Sunday, November 11, 2012

Water: The Ideal Medium for Training, Recovery and Rehabilitation



One of the most devastating drawbacks to being injured is your inability to continue your physical training.  As coaches, we see this all of the time. When an athlete gets side- lined from injury they are now at risk of losing their ability to perform at their best and sacrifice hard earned qualities of fitness.

One of the many benefits of using water as a medium to train is that you can continue to develop your athletes without their injuries limiting them. Injured athletes will receive all the therapeutic and rehabilitative qualities from being in the water, not only addressing the injury, but also maintaining   their level of fitness.( In many cases,  athletes will improve their fitness level.)

When immersed in deep water, you have the freedom to move in a supportive environment.  Hydrostatic pressure is pushing against your body from all angles. This is the equivalent to exercising in a pliable cast.  Even an injured athlete will never pay for their mistakes training in the water.  Deep water exercise creates traction and joint space. Gravity is pulling you downward while buoyancy is pushing upward. This creates space in all the joints as well as puts your spine in traction. The viscosity of water creates resistance in all vectors, a necessity for developing strength and flexibility. Combine all of these elements with increased circulation, and you have the ideal medium for training, recovery and rehabilitation. The beauty is - they can be addressed at the same time!
                                                            

Here is one of my athletes working out in the pool 24 hours after his cast was removed from his foot. He plays varsity soccer and sprained his ankle playing in a tough game two weeks ago. After an hour in the pool, he immediately noticed the reduced swelling and stiffness in his foot.  He was also happy to work hard in a pain- free environment and not feel like he was losing his fitness level. 

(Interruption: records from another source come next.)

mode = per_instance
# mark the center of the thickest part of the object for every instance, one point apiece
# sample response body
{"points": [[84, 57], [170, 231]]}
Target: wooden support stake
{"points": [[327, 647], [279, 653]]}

Our goal was to open his hips and promote circulation. We also wanted to relax the muscles in his whole body and release them from protecting the injury.








                                                          

Here is one of my college athletes - he is a Division 1 baseball player. When he came to me, he was still recovering from a bad break in his foot.  Even months after his cast was removed, he could not train effectively because his foot was still swollen and painful.  He worked hard with me all last summer in the pool and was fully ready for his fall training .  He also had a successful baseball season this past spring.